Quando Bellini chiese pietà

13 Gennaio 2011

Il consulente scrisse a una vittima: «Ti ridarò i soldi»

PESCARA. «Caro Tonino, colgo l'occasione per garantirti ancora una volta il mio impegno a soddisfare quanto da me promesso (...). Lavorando posso guadagnare, chiedere prestiti e quindi mi sarà permesso di restituirti quanto a te dovuto».

E' l'incipit della lettera che Giacomo Bellini, il falso commercialista di 44 anni, inviò il 30 agosto 2004 al suo cliente, al signor Antonio Di Sante, l'imprenditore truffato per 357 mila euro dal consulente fiscale. Sette anni fa, Bellini, in una lettera di 40 righe, concluse: «Spero nella tua ultima pietà». Erano quelli gli anni in cui, l'imprenditore che aveva un'attività a Città Sant'Angelo, in seguito trasferita a Elice, aveva appena scoperto, grazie alla meticolosa ricostruzione del suo nuovo commercialista, Sergio Spinelli, di aver un gigantesco buco di oltre 300 mila euro.

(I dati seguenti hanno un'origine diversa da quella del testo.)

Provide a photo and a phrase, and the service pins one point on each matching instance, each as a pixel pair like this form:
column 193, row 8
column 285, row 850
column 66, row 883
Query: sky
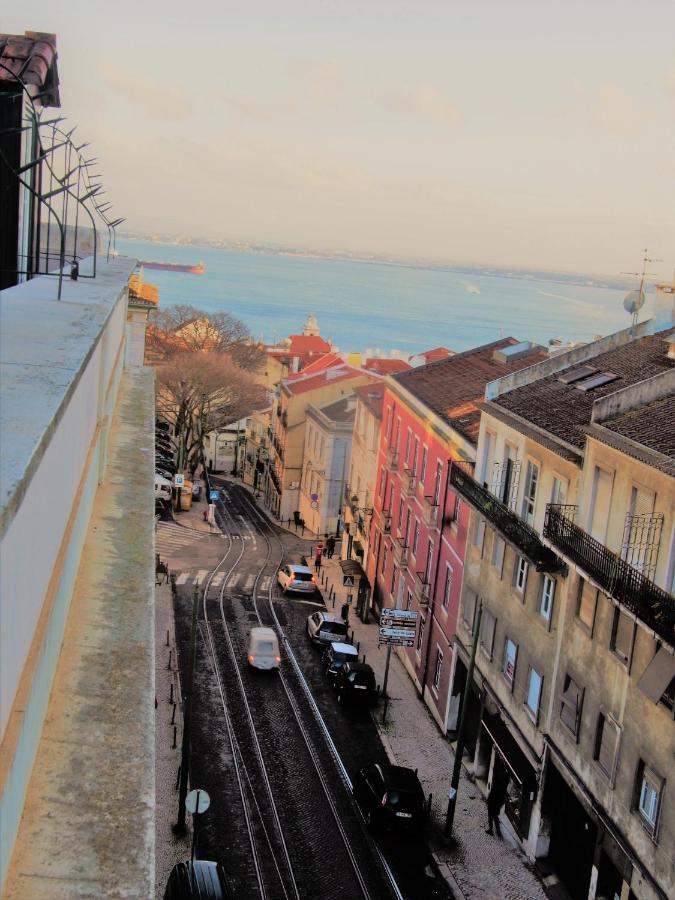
column 501, row 132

Tasse, imposte, Iva, Irap, Inail, Inps, i contributi per i suoi dipendenti pagati, a partire dal 1995, tramite assegni al finto commercialista, ma mai versati da Bellini.

Un sistema andato avanti fino al 2004, quando Di Sante inizia a ricevere le cartelle esattoriali e gli avvisi di pagamento e, casualmente, in seguito al suggerimento di un amico, si rivolge a un altro commercialista, appunto Spinelli. Quello è l'anno in cui inizia il calvario per Di Sante che, oggi, si ritrova con due case pignorate. Il nuovo commercialista Spinelli va all'agenzia delle entrate, esegue accertamenti in vari enti, ricostruisce l'iter della truffa e sostiene Di Sante nella denuncia che costerà una condanna al falso commercialista per appropriazione indebita.

«Sono cartelle pazze»: così Bellini aveva cercato inizialmente di rassicurare il titolare di un'azienda artigiana che iniziava a ricevere le cartelle esattoriali. Un rapporto di fiducia che, però, iniziava a incrinarsi e alle continue richieste di Di Sante sul destino di quei pagamenti, Bellini rispose anche producendo tanti F24 falsi, di vari importi e, secondo il commercialista Spinelli, con timbri falsi. Un imbroglio venuto a galla in quella lettera-ammissione che Bellini, disperato e accennando anche al suicidio, decide di scrivere per chiedere scusa: «Mi sto organizzando per trovare il denaro, ma questo richiede tempo. Tempo che solo tu puoi concedermi (...). Tu sei buono, diamo insieme un calcio a questa maledetta situazione». Oggi, Di Sante, a causa di quell'imbroglio, è in gravi difficoltà economiche perché deve ancora versare 220 mila euro tra imposte erariali, tributi locali e contributi previdenziali.